The Linux unit-tests job runs pytest tests/unit/test_packaging.py as a dedicated gate before the main suite. The macOS smoke job jumps straight to python -m pytest tests/unit/ -x and skips it entirely. Since packaging validation checks entry-point wiring and __init__.py completeness — both of which are platform-independent — there's no reason to omit it. Any macOS-specific import issue that causes the packaging test to fail (e.g., a platform-conditional import inside a __init__.py) would be silently missed.

      - name: Validate packaging integrity
        run: python -m pytest tests/unit/test_packaging.py -v --tb=short

      - name: Run unit tests (macOS smoke)

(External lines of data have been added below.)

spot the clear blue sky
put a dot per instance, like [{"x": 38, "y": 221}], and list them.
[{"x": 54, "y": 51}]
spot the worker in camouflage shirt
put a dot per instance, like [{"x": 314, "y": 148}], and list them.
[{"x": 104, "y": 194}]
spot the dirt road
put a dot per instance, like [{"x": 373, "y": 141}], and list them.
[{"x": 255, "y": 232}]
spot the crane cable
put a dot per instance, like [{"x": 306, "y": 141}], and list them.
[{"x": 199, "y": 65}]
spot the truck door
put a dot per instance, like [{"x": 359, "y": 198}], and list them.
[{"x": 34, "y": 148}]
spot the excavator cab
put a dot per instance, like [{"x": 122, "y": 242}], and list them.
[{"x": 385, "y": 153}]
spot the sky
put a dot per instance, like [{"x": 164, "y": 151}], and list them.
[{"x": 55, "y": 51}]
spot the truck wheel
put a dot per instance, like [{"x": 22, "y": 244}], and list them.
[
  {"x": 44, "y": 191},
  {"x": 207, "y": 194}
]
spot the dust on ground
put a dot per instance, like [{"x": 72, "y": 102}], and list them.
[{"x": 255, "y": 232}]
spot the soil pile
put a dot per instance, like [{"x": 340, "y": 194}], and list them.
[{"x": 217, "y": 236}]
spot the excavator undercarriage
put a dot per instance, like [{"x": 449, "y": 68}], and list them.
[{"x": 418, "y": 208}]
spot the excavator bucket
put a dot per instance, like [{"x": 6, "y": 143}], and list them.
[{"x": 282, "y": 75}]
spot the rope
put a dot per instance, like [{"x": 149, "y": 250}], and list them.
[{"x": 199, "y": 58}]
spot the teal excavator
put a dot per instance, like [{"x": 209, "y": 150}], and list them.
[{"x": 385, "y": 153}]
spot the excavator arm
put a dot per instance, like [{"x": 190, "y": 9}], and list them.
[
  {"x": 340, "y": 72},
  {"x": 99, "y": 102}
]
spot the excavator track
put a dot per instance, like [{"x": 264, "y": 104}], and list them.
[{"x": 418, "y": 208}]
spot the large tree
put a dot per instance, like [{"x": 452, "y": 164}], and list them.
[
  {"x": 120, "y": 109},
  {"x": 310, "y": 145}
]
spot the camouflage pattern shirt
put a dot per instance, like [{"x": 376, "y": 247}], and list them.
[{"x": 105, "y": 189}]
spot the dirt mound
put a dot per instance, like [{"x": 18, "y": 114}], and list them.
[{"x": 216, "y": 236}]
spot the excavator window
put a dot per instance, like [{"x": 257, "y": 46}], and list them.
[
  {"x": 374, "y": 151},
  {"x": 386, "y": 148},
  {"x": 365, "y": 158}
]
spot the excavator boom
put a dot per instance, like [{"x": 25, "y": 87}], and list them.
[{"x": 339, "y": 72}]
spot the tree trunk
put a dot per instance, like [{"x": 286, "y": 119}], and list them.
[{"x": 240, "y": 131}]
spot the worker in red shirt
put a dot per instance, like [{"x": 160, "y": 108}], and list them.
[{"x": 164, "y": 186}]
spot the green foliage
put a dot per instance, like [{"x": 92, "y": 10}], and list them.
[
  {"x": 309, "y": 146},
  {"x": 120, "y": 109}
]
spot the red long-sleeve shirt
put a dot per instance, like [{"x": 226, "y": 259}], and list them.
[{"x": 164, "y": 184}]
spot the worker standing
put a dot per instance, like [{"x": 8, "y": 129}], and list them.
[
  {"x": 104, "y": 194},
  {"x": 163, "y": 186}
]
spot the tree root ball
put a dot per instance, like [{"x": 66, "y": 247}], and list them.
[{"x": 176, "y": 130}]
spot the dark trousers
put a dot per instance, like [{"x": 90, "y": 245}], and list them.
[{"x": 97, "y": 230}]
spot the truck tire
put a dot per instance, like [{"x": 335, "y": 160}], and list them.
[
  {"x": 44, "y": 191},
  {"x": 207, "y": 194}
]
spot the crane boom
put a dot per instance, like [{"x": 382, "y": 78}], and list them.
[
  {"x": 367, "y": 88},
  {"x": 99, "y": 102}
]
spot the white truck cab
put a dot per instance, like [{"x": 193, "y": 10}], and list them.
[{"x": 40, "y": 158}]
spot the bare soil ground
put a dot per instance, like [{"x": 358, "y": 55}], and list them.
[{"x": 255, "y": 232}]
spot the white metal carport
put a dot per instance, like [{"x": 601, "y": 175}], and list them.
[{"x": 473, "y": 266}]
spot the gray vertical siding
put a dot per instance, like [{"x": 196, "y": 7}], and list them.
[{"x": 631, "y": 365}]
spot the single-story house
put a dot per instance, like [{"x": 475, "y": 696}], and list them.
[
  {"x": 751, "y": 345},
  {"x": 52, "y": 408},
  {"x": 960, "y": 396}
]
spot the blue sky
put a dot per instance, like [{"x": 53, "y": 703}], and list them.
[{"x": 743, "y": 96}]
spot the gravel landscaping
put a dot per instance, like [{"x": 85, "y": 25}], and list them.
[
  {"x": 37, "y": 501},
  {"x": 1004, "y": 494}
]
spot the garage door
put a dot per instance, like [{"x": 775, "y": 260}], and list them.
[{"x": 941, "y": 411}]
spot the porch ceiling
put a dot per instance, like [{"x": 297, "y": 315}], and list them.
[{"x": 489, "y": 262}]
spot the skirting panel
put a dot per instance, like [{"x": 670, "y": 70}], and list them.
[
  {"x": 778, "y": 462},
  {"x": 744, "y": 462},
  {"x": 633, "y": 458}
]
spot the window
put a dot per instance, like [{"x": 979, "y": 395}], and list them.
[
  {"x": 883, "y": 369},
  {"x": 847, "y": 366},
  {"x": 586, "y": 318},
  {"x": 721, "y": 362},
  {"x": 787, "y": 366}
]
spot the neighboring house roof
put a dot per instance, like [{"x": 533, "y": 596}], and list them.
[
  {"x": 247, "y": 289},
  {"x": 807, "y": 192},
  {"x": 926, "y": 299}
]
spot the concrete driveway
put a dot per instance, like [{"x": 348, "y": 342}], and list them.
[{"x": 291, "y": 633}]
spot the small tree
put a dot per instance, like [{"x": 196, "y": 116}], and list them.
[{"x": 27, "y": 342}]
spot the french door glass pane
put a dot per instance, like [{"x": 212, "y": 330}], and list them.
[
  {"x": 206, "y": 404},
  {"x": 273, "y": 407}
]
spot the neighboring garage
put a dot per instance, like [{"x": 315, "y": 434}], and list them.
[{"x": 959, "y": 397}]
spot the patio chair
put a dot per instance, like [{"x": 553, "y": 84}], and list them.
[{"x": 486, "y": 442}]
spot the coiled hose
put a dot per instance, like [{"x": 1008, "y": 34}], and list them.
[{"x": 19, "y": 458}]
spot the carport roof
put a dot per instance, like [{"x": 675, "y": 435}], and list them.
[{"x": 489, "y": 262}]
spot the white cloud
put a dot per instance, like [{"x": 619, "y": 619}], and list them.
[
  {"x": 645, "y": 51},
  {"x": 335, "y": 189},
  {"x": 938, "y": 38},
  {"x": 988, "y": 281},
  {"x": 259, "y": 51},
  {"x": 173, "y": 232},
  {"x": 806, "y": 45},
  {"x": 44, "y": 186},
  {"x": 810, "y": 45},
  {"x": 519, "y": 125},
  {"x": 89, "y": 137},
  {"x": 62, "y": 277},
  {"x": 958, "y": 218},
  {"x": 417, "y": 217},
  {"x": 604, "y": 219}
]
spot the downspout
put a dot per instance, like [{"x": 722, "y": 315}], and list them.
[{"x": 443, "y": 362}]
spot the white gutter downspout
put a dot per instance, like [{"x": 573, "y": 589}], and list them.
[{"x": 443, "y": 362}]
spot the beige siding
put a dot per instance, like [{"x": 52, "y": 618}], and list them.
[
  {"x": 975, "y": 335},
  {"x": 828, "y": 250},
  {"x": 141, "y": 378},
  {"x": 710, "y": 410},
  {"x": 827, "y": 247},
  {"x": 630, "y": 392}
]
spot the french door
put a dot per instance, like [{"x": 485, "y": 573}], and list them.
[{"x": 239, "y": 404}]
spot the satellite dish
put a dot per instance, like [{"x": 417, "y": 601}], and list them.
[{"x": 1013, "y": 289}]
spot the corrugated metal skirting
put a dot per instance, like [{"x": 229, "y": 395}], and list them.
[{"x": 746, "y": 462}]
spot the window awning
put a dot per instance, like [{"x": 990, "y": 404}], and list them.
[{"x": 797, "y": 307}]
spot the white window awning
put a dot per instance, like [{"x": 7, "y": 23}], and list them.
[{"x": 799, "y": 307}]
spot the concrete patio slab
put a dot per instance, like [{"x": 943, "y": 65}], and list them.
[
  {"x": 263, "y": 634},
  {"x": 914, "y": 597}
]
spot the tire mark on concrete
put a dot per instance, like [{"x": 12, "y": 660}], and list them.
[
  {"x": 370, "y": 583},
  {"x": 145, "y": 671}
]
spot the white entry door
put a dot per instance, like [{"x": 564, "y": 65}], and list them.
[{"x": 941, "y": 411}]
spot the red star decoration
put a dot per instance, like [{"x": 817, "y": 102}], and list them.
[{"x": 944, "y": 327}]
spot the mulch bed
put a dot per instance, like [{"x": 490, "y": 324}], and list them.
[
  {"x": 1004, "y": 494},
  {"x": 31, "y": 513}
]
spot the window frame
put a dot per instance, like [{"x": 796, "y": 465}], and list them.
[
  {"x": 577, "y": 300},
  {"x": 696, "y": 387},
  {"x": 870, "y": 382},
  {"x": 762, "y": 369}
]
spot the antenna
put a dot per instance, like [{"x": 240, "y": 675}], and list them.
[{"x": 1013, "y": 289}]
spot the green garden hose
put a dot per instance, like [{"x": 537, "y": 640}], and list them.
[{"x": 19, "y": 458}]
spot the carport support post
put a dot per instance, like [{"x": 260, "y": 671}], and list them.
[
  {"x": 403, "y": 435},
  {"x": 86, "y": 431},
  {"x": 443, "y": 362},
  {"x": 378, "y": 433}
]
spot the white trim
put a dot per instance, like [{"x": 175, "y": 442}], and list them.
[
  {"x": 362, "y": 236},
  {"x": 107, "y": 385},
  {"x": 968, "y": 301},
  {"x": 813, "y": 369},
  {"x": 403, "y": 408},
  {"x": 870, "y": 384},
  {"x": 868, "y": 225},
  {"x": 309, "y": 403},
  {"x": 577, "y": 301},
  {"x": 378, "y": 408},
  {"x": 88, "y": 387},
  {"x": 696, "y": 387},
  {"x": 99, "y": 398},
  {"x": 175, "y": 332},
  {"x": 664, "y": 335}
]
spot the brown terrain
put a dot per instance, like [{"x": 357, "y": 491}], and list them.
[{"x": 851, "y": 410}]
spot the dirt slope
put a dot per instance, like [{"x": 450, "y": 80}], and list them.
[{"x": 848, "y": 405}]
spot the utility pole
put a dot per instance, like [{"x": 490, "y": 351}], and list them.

🟢 python -m pytest vs bare pytest style inconsistency (test_unit.yml:177)

Every other step in this repo's CI invokes pytest directly after installing into the system environment. The macOS job uses python -m pytest. Neither is wrong, but the inconsistency could mask a misconfigured PATH on macOS runners where the installed pytest shim isn't on $PATH. Either standardise on pytest (matching the rest of the file) or use python -m pytest everywhere — the latter is the safer choice since it guarantees the correct interpreter's pytest is invoked.

🟢 pytest-timeout installed on macOS but not Linux (test_unit.yml:166)

The macOS job installs pytest-timeout (needed for --timeout=60) while the Linux matrix doesn't, so a test that hangs without a timeout on Linux won't be caught until it surfaces on macOS. This isn't a blocker, but it means the two suites are diverging in a way that will make failures harder to diagnose. Consider adding --timeout=60 to the Linux unit-test run as well, or documenting the intentional divergence in a comment.

Strengths

  • Path-filter coverage on test_lemonade_server.yml is complete. The filter covers src/gaia/llm/**, src/gaia/installer/**, both custom actions, and the workflow file itself — nothing relevant is missing, and the expensive STX runner stays idle on doc/agent/UI-only PRs.
  • fail-fast: false on the Python matrix is the right call. Lets all three versions run to completion so a 3.10-only failure isn't hidden by an earlier 3.11 failure.
  • continue-on-error: true on the macOS job is correctly justified in both the inline comment and PR description — it follows the established GAIA pattern for experimental CI lanes that shouldn't block until they're fully green.

Verdict

Approve with suggestions. The three findings above are all minor. The packaging-validation gap (test_unit.yml:164) is the most meaningful one and is trivially fixed with the suggestion block above. The core improvements in this PR — path filtering on Lemonade, cli.py in MCP triggers, Python version matrix — are correct and ship real value.

@github-actions
Copy link
Copy Markdown
Contributor

Solid CI hygiene across the board — the path filters, version matrix, and macOS smoke lane all address real gaps that setup.py's python_requires>=3.10 declaration had left unvalidated. Two minor observations worth fixing, one informational gap worth noting.


Issues

🟢 Minor — Lemonade path filters don't cover the Lemonade test files (test_lemonade_server.yml)

The new path list covers source and infra, but not the three root-level test files that exercise Lemonade:

  • tests/test_lemonade_client.py
  • tests/test_lemonade_embeddings.py
  • tests/test_lemonade_health.py

If any of those are modified in isolation, the Lemonade smoke test won't trigger — the same gap this PR fixes for MCP (tests/mcp/**). Add a parallel entry to both push and pull_request paths:

      - 'src/gaia/llm/**'
      - 'src/gaia/installer/**'
      - 'setup.py'
      - '.github/workflows/test_lemonade_server.yml'
      - '.github/actions/install-lemonade/**'
      - '.github/actions/setup-venv/**'
      - 'installer/**'
      - 'tests/test_lemonade*.py'

(Same addition needed in the pull_request block.)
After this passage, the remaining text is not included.